さて、元明天皇から下賜されたムカデ型の銅にはどのような意味があるのだろうか?一説によると朝廷は聖神社の鎮座祭に文武百官を遣わす代わりに、和銅のムカデを参列させたということだ。ムカデは百足と称されることから、和銅ムカデを文武百官に見立てて代参させたらしいが──これはなかなか洒落ている。
○
急ぎ足で白の国の最南端へと向かっていた錫だったが、いしの背中に乗ればひとっ走りなのにと、いしを恋しく感じていた。
──「錫雅がいしを可愛がっていたのも頷けるわ…」あれこれと考ているうちに、長く連なった塀が見えてきた。ここにも大きな門が存在していたが、見るからに開放的だった。なにより堕羅の大門のようにおどろおどろしくない。
須勢理毘売の言うとおり、門の左脇に大きな祠があった。錫はこの中にも魔物がいるのかと恐る恐る覗き込んでみたが、嫌な気配は感じなかった。
──「なんと言ってもここは白の国だもんね…」恐がりの錫にしては珍しく勇気を出して祠に足を踏み入れた。何歩も歩かないうちに祠の奥から声が聞こえてきた。
「ほほう、客人とは珍しい…。だがそこで止まったほうが良いぞ!」言われるまま錫は一旦足を止めた。「そこから奥へ進めば、たくさんの蛇や毒虫たちがお前をお出迎えするだろう…それでも良いなら奥へ進むがいい」錫はその一言で足が竦んだ。
「こ、ここまでにしておきます…」
「がっはっはっは…。用はなんだ?」
「あの…私は須佐之男命を訪ねて参りました。どこに行ったらお会いできますか?」
「須佐之男に会いたいのか?…ならばお前がそのまま奥に進めば会えるわ!」
「えっ!?…ではあなたが須佐之男様?」
「そうだが…お前は誰だ?」
「私は香神錫と言います」
「ふんっ。……で、何しにここへ来た?」錫は須勢理毘売に言われてここに来ることになった経緯を話した。
「なんと……堕羅の大門のことは私の耳にも入っていたが…。まさか門番が存在しなくなっていたとは……ならば治まりがつかないのは当たり前だ…」須佐之男命はかなり動揺しているように錫は感じた。

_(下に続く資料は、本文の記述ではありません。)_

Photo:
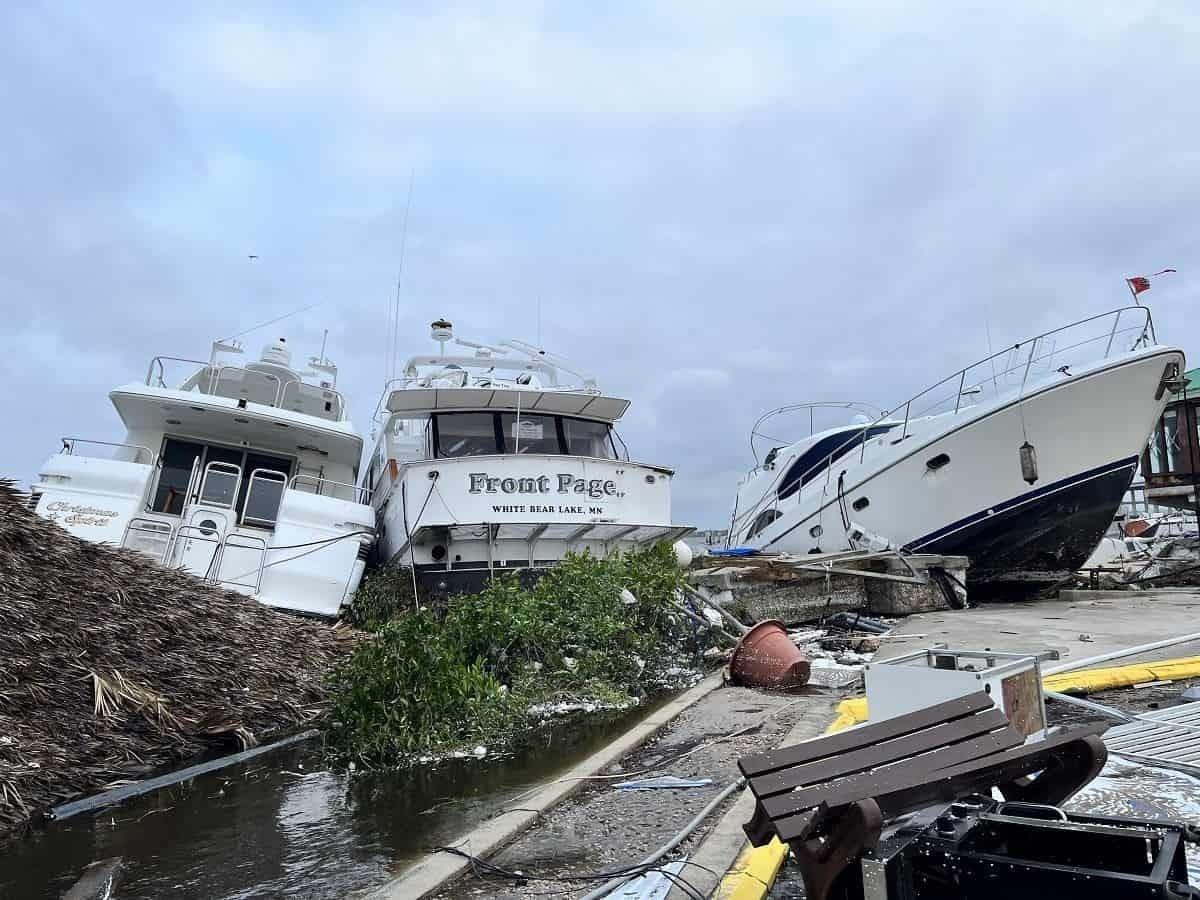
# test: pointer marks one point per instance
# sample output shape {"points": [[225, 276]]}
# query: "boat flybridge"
{"points": [[241, 474], [1018, 462], [487, 462]]}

「はい……それでその堕羅の大門をなんとかしたくてここに来たのです。〝地獄からムカデの鬼が来る〟という短文から何か思い当たりませんか?」
「わっははは!そのようなことを私が知らないはずがない。その類の生き物をこよなく愛するこの私がな!」
「分かるのですか!?」
「当たり前だ!教えてやろう……。私は人間界にいた時から、蛇やムカデといった体の長い生き物に対しての愛着心が異常だった。それゆえ誰からも敬遠され、変わり者だと罵られ続けた。けれど奴らのことを知りつくした私は、薬草を組み合わせ、毒を中和させる薬を何種類も作りだしたものだ……。普段は私を変人扱いしていた奴らも、自分たちが毒に冒されると助けを求めてやって来る。極めるということは凄いものだ──それが滑稽であっても馬鹿げていても、英雄になってしまうのだからな」
「…それが……それが須佐之男命が古事記に名を残すことになった所以?」
「他に何がある?私は今でもこいつらが可愛くて仕方がない。こいつらが毛嫌いされると可哀想でならんのだ」
「神話の物語はまったくのデタラメだったのか…」
「まったくでもないぞ。大国主命という奴は私と違って小動物を好んでいた。物語では因幡で白兎を助けてみたり、私が野原で奴を火あぶりにするところをネズミが助けたりしているが、そんな作り話ができるほど、あの大国主命という奴は小動物を可愛がっていたのだ。私は気味の悪い生き物を好むだけの理由で悪者扱いだ。それゆえ蛇やムカデを使って奴に嫌がらせをしてやった──これは事実だ」
──「やっぱりこの神様は陰湿…」錫は密かにそう思った。
「さて…そろそろお前が一番知りたいことを話してやろう」錫は須佐之男命の声のする方に耳を傾けた。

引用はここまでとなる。